Why Container Apps for AI
AI applications often have variable load patterns with periods of high demand followed by quiet periods. Container Apps scales to zero during idle times while handling burst traffic efficiently.
Deploying an AI Service
Create a containerized AI inference service:
# Dockerfile for AI inference service
FROM python:3.11-slim
WORKDIR /app
# Install dependencies
COPY requirements.txt .
RUN pip install --no-cache-dir -r requirements.txt
# Copy application code
COPY src/ ./src/
# Set environment variables
ENV PYTHONUNBUFFERED=1
ENV MODEL_CACHE_DIR=/app/models
# Health check endpoint
HEALTHCHECK --interval=30s --timeout=10s --start-period=60s \
CMD curl -f http://localhost:8000/health || exit 1
# Run the service
CMD ["uvicorn", "src.main:app", "--host", "0.0.0.0", "--port", "8000"]

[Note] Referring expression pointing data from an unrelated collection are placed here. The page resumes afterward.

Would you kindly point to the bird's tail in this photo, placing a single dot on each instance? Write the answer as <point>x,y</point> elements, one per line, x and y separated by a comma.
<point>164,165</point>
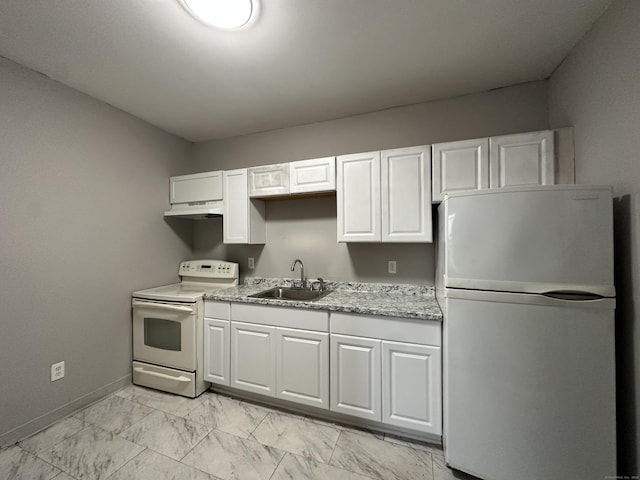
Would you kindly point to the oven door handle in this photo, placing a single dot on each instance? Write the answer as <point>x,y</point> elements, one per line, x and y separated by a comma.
<point>181,379</point>
<point>164,306</point>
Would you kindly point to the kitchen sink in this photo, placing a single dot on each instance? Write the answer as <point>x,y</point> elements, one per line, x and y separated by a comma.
<point>284,293</point>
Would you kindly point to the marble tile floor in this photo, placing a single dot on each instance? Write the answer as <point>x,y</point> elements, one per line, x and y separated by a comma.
<point>143,434</point>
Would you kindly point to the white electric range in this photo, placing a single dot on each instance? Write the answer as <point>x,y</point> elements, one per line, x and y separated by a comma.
<point>168,323</point>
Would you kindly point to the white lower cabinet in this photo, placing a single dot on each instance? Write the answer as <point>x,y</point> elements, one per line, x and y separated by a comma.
<point>355,376</point>
<point>382,369</point>
<point>411,386</point>
<point>387,369</point>
<point>271,356</point>
<point>253,358</point>
<point>216,348</point>
<point>302,366</point>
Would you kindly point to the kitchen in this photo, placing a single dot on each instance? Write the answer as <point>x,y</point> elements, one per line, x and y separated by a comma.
<point>84,186</point>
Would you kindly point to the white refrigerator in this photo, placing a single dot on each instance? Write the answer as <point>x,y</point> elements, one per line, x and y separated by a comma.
<point>525,282</point>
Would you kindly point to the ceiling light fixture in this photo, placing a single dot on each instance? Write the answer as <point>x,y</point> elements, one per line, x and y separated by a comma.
<point>225,14</point>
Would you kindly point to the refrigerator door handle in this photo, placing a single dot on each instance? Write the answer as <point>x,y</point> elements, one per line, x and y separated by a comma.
<point>572,296</point>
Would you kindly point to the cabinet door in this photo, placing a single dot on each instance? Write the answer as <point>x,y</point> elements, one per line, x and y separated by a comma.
<point>406,195</point>
<point>358,197</point>
<point>315,175</point>
<point>269,180</point>
<point>243,219</point>
<point>522,159</point>
<point>253,358</point>
<point>302,361</point>
<point>411,386</point>
<point>355,376</point>
<point>197,187</point>
<point>216,350</point>
<point>459,166</point>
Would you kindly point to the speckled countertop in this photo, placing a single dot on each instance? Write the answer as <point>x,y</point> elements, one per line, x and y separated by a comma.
<point>407,301</point>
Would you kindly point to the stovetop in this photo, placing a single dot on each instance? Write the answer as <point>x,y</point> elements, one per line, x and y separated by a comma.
<point>199,277</point>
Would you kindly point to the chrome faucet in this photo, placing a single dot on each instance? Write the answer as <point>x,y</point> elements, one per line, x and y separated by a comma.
<point>293,267</point>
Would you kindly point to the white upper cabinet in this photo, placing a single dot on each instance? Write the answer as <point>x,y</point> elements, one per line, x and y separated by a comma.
<point>198,187</point>
<point>315,175</point>
<point>358,197</point>
<point>462,165</point>
<point>269,180</point>
<point>243,220</point>
<point>385,196</point>
<point>406,195</point>
<point>522,159</point>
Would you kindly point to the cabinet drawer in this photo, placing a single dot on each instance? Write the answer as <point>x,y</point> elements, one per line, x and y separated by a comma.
<point>215,309</point>
<point>388,328</point>
<point>317,320</point>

Container Apps Configuration
Deploy with proper scaling and resource configuration:
// main.bicep - Azure Container Apps deployment
resource containerApp 'Microsoft.App/containerApps@2023-05-01' = {
name: 'ai-inference-service'
location: resourceGroup().location
properties: {
environmentId: containerAppEnvironment.id
configuration: {
activeRevisionsMode: 'Multiple'
ingress: {
external: true
targetPort: 8000
traffic: [
{
latestRevision: true
weight: 100
}
]
corsPolicy: {
allowedOrigins: ['https://app.contoso.com']

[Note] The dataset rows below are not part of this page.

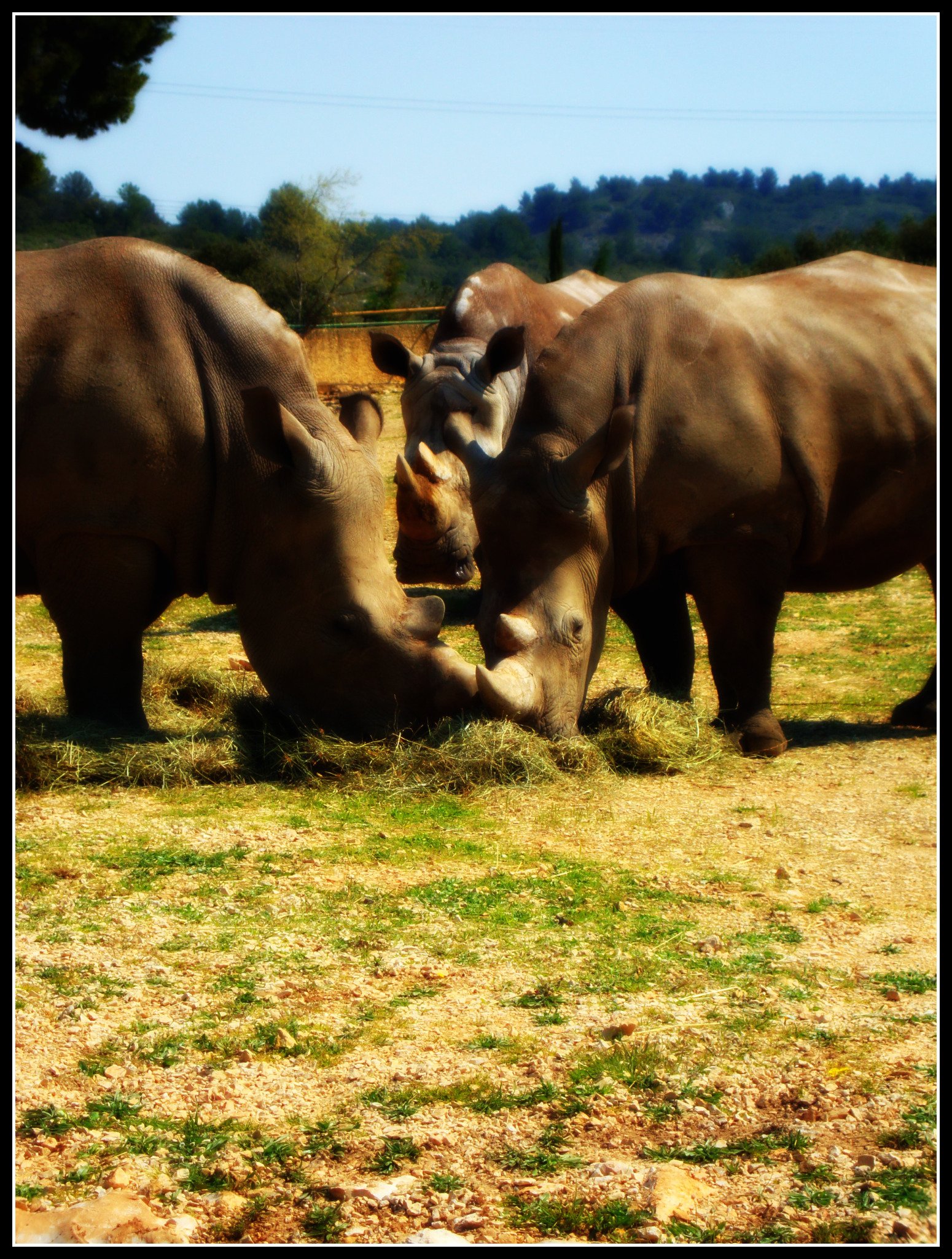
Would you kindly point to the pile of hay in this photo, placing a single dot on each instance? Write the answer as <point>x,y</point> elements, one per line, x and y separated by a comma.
<point>220,728</point>
<point>638,731</point>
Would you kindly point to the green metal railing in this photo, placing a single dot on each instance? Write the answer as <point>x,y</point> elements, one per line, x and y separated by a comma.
<point>389,322</point>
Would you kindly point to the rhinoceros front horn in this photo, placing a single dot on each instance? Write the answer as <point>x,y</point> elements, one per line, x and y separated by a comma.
<point>509,690</point>
<point>514,634</point>
<point>460,439</point>
<point>424,616</point>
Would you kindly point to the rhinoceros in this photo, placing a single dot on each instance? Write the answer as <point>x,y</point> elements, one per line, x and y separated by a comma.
<point>170,441</point>
<point>437,538</point>
<point>730,439</point>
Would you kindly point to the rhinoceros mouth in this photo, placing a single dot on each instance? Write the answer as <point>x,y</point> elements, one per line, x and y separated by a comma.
<point>434,562</point>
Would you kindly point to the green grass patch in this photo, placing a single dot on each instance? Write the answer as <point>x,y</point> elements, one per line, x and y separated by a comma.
<point>324,1223</point>
<point>615,1220</point>
<point>217,727</point>
<point>906,981</point>
<point>756,1147</point>
<point>857,1231</point>
<point>445,1182</point>
<point>396,1151</point>
<point>887,1189</point>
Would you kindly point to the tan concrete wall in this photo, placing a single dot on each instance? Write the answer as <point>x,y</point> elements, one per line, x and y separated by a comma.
<point>340,357</point>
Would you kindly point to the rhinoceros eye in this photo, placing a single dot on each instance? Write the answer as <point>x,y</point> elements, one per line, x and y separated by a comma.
<point>574,625</point>
<point>349,625</point>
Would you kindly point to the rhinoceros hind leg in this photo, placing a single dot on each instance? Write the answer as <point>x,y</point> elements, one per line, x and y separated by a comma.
<point>761,736</point>
<point>739,592</point>
<point>659,620</point>
<point>101,593</point>
<point>921,709</point>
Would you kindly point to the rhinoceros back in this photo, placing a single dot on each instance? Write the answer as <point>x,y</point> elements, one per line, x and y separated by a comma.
<point>130,365</point>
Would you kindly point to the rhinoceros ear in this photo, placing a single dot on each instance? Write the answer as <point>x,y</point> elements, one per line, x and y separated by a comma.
<point>362,417</point>
<point>504,353</point>
<point>596,458</point>
<point>272,430</point>
<point>392,357</point>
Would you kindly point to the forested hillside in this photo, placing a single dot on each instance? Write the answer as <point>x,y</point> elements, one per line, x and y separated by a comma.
<point>308,261</point>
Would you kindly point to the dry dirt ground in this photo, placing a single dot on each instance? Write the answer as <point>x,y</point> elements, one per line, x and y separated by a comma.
<point>610,1008</point>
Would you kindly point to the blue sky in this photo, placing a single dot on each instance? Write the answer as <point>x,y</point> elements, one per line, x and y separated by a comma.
<point>237,106</point>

allowedMethods: ['GET', 'POST']
}
}
secrets: [
{
name: 'azure-openai-key'
value: openaiKey
}
]
}
template: {
containers: [
{
name: 'inference'
image: '${containerRegistry}.azurecr.io/ai-inference:latest'
resources: {
cpu: json('2.0')
memory: '4Gi'
}
env: [
{
name: 'AZURE_OPENAI_KEY'
secretRef: 'azure-openai-key'
}
{
name: 'AZURE_OPENAI_ENDPOINT'
value: openaiEndpoint
}
]
probes: [
{
type: 'Liveness'
httpGet: {
path: '/health'
port: 8000
}
initialDelaySeconds: 30
periodSeconds: 10
}
{
type: 'Readiness'
httpGet: {
path: '/ready'
port: 8000
}
initialDelaySeconds: 10
periodSeconds: 5
}
]
}
]
scale: {
minReplicas: 0
maxReplicas: 10
rules: [
{
name: 'http-scaling'
http: {
metadata: {
concurrentRequests: '50'
}
}
}
{
name: 'queue-scaling'
custom: {
type: 'azure-servicebus'
metadata: {
queueName: 'inference-requests'
messageCount: '5'
}
}
}
]
}
}
}
}
FastAPI Service Implementation
from fastapi import FastAPI, HTTPException
from pydantic import BaseModel
from openai import AzureOpenAI
import os
app = FastAPI(title="AI Inference Service")
client = AzureOpenAI(
api_key=os.environ["AZURE_OPENAI_KEY"],
azure_endpoint=os.environ["AZURE_OPENAI_ENDPOINT"],
api_version="2024-02-01"
)
class InferenceRequest(BaseModel):
prompt: str
max_tokens: int = 500
class InferenceResponse(BaseModel):
result: str
usage: dict
@app.get("/health")
async def health():
return {"status": "healthy"}
@app.get("/ready")
async def ready():
# Check dependencies are available
try:
# Verify OpenAI connection
await client.models.list()
return {"status": "ready"}
except Exception as e:
raise HTTPException(status_code=503, detail=str(e))
@app.post("/inference", response_model=InferenceResponse)
async def inference(request: InferenceRequest):
response = await client.chat.completions.create(
model="gpt-4",
messages=[{"role": "user", "content": request.prompt}],
max_tokens=request.max_tokens
)
return InferenceResponse(
result=response.choices[0].message.content,
usage=response.usage.model_dump()
)
Azure Container Apps simplifies AI deployment by handling infrastructure concerns, letting teams focus on building great AI applications while benefiting from automatic scaling and cost optimization.